The film achieves a truly Stygian vision through the excesses of the Demon King gang, as Dave, under the apparent influence of Hon, sows seeds of doubt among Broker and his cohorts (Lee Kwok-lun and Stephen Au). But these men need little prompting to stab each other in the back, consumed as they are by greed, and smugly unrepentant as they are about their crimes. Theirs is a profession rooted in the moribund world of undertakers and cremators, and production designer Lee Kin-wai conjures a suitably chilling mise-en-scene of funeral parlors, morgues, coffins and arcane rituals. The banality of such evil is neatly captured by Liu as Broker, dialing down his performance to a very pragmatic level of malice.
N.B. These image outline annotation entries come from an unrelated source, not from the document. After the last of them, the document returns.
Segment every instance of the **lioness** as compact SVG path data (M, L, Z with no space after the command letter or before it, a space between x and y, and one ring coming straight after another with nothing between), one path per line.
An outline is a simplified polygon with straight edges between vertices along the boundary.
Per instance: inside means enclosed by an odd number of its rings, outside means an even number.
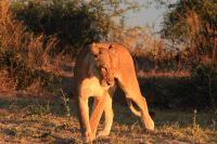
M113 123L112 95L115 83L125 92L132 113L141 117L145 129L154 130L154 121L149 115L145 99L141 95L129 52L116 43L92 43L82 50L75 66L76 92L79 106L79 121L87 141L95 139L97 127L104 110L105 126L99 136L108 135ZM89 119L88 99L94 96L92 114ZM133 101L140 112L133 108Z

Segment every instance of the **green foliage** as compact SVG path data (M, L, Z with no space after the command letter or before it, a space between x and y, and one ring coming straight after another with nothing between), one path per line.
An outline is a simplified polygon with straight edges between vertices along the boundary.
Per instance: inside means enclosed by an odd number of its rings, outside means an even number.
M106 39L115 26L112 18L137 6L128 1L124 2L125 6L120 4L116 0L20 0L11 9L28 30L46 36L56 35L62 49L79 49L92 41Z
M216 56L216 0L179 0L164 18L162 34L173 41L184 42L194 55Z
M195 88L195 102L199 104L203 102L209 108L215 109L217 104L217 66L200 64L192 69L191 74Z
M7 71L17 89L28 87L36 79L44 86L50 77L39 71L48 63L56 39L26 31L23 23L12 18L7 0L0 1L0 70Z

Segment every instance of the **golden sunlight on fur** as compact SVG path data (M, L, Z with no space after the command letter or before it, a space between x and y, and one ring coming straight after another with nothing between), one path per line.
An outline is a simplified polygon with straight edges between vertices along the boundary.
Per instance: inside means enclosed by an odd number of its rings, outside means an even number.
M130 77L129 77L130 76ZM97 127L104 112L104 129L98 136L108 135L113 123L112 96L115 84L125 92L129 108L141 117L143 127L154 130L145 99L141 95L131 55L126 48L116 43L92 43L82 50L75 66L76 95L78 97L79 121L86 141L95 139ZM94 97L89 118L88 99ZM132 106L133 101L139 112Z

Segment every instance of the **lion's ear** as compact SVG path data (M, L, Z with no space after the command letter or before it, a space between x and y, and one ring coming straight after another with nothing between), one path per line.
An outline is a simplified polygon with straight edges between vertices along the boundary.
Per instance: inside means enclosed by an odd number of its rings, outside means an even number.
M112 49L112 47L113 47L113 45L112 45L112 44L110 44L110 47L108 47L108 50L110 50L110 49Z
M97 47L94 42L90 45L90 51L95 56L100 53L100 49Z

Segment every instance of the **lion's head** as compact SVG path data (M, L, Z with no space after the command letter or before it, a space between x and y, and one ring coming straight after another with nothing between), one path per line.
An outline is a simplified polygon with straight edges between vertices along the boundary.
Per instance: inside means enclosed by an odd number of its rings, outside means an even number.
M114 86L114 65L112 55L110 54L110 47L103 44L92 43L90 51L94 56L95 69L99 74L99 79L102 87Z

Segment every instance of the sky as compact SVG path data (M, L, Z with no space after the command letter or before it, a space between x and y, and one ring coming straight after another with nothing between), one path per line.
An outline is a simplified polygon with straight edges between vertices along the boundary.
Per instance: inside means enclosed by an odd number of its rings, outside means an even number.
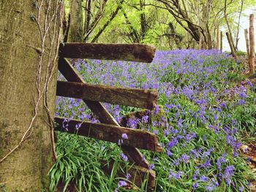
M251 8L244 10L242 13L242 16L240 20L240 30L239 30L239 41L238 41L238 50L246 51L245 37L244 37L244 29L248 28L249 32L249 15L254 14L254 28L255 28L255 41L256 42L256 8ZM225 31L223 31L223 50L230 51L230 46L228 45L227 37L225 36Z

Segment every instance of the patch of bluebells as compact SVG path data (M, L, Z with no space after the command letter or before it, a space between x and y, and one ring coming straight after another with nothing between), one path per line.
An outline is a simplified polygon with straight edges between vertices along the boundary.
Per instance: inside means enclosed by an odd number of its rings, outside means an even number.
M127 126L132 128L142 126L159 136L165 150L162 161L169 166L166 166L168 180L181 181L181 184L192 180L189 187L194 190L203 186L203 191L213 191L223 182L234 190L248 188L232 185L235 173L239 170L230 159L236 158L241 164L244 161L238 157L241 145L237 139L239 122L230 111L248 104L253 85L249 80L239 85L229 81L227 73L232 62L227 54L218 50L182 50L157 51L151 64L78 60L73 65L91 84L158 90L158 104L164 107L164 116L154 120L149 115L142 119L133 117L127 120ZM64 78L60 75L59 80ZM124 114L138 110L104 105L118 123ZM152 115L159 113L157 105ZM59 97L56 115L66 118L64 128L71 118L99 122L80 99ZM151 126L147 123L151 123ZM124 134L119 145L127 139ZM127 161L124 154L121 153L121 157ZM195 170L189 166L190 162L194 162ZM150 169L162 169L158 164L151 164ZM215 176L208 174L210 168L215 169Z

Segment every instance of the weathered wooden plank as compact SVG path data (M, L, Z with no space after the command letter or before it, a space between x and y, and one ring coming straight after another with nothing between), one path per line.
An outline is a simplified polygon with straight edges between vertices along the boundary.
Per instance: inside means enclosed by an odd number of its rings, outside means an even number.
M57 96L83 99L152 110L157 102L157 91L123 88L88 83L58 81Z
M59 70L68 81L86 82L80 75L79 75L75 71L74 67L65 58L60 58L59 59ZM88 107L91 109L91 112L101 123L120 126L115 118L108 112L101 103L86 100L83 100L83 101L86 104ZM128 157L130 162L135 163L138 166L148 168L149 163L143 158L141 153L137 148L122 145L121 150Z
M64 43L59 46L63 58L131 61L150 63L156 49L140 44Z
M112 161L110 162L107 162L105 161L100 161L102 169L105 172L111 174L112 170L114 166L114 161ZM124 164L120 165L122 169L125 167ZM143 183L145 180L148 180L148 188L146 191L154 191L156 185L156 172L152 169L148 169L145 167L142 167L140 166L132 166L129 167L127 170L127 174L129 174L129 178L128 180L130 183L127 182L128 186L125 186L127 188L135 189L138 190L138 188L140 188L143 185ZM118 172L118 175L120 177L126 178L127 174L122 173L121 172Z
M122 140L122 145L156 152L162 152L162 148L158 143L157 137L148 131L136 128L116 126L104 123L92 123L88 121L69 120L67 130L62 127L64 118L56 117L57 123L56 131L75 134L100 140L118 143ZM78 130L75 128L80 125ZM129 139L122 139L122 134L126 134Z

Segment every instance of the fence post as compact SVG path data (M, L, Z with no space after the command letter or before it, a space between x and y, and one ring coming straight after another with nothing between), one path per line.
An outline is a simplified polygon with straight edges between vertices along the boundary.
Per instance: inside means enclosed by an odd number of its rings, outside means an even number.
M251 14L249 15L249 73L253 74L255 72L255 35L254 35L254 15Z

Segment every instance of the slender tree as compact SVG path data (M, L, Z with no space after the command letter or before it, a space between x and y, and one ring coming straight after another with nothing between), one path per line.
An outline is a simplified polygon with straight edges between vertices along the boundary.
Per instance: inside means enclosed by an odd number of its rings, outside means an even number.
M62 2L0 1L0 188L47 191Z

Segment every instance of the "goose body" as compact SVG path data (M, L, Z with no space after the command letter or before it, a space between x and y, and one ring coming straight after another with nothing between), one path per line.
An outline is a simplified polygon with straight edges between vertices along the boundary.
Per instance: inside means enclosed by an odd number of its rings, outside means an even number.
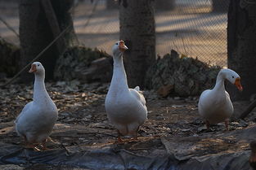
M199 114L209 124L225 121L227 129L227 120L232 116L234 108L229 94L225 90L224 81L228 80L242 90L240 77L231 69L222 69L218 74L216 84L213 89L204 90L199 99Z
M45 88L43 66L34 62L29 72L35 75L33 101L25 106L15 123L18 135L33 146L44 144L56 123L58 111Z
M147 109L140 88L129 89L123 63L123 53L120 46L125 50L123 41L118 41L113 47L114 70L110 89L107 93L105 107L108 119L117 129L119 134L137 137L139 127L147 118Z

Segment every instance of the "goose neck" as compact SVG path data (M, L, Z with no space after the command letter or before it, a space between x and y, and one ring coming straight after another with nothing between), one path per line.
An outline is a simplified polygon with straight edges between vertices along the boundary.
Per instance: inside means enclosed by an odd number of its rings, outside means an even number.
M42 102L45 101L45 98L50 98L50 97L45 88L44 76L35 75L33 100L35 102Z
M218 73L213 89L218 90L218 91L219 90L225 91L224 81L225 81L225 77L223 74L222 74L221 72Z
M114 57L114 69L111 80L110 89L117 89L119 90L128 90L127 83L127 76L124 70L123 56Z

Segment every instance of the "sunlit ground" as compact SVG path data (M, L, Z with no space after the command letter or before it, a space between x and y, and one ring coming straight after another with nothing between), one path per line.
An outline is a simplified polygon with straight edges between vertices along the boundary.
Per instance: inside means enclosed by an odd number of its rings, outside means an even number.
M173 49L210 64L226 66L227 14L212 13L209 1L189 2L177 0L176 10L155 13L157 54L164 55ZM2 10L4 6L7 7ZM93 7L88 1L74 9L75 32L81 44L111 54L111 46L119 37L119 11L106 11L104 2L99 1L91 15ZM17 5L0 3L0 7L2 17L18 32ZM18 38L2 22L0 36L19 44Z

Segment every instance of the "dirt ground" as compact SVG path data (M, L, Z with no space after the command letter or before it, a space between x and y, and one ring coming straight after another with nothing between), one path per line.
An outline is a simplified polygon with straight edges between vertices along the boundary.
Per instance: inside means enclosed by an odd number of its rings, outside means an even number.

Tech credits are exemplary, with particular kudos to car stunt designer Thomson Ng for a Grand Guignol gas-station finale with a blazing symbol of hell as its centerpiece. The primarily nocturnal backdrop takes on a nebulous glow in d.p. Kenny Tse’s subtly lit lensing, though blacks dominate the alternately richly saturated and wanly sepia images. Under the editorial supervision of Hong Kong New Wave stalwart Patrick Tam, Curran Pang’s seamless dissolves and complex montages blur the lines between imagination and reality, while Leo Ko’s unnerving score alludes to Chinese ceremonial performances with its drum and gong combinations.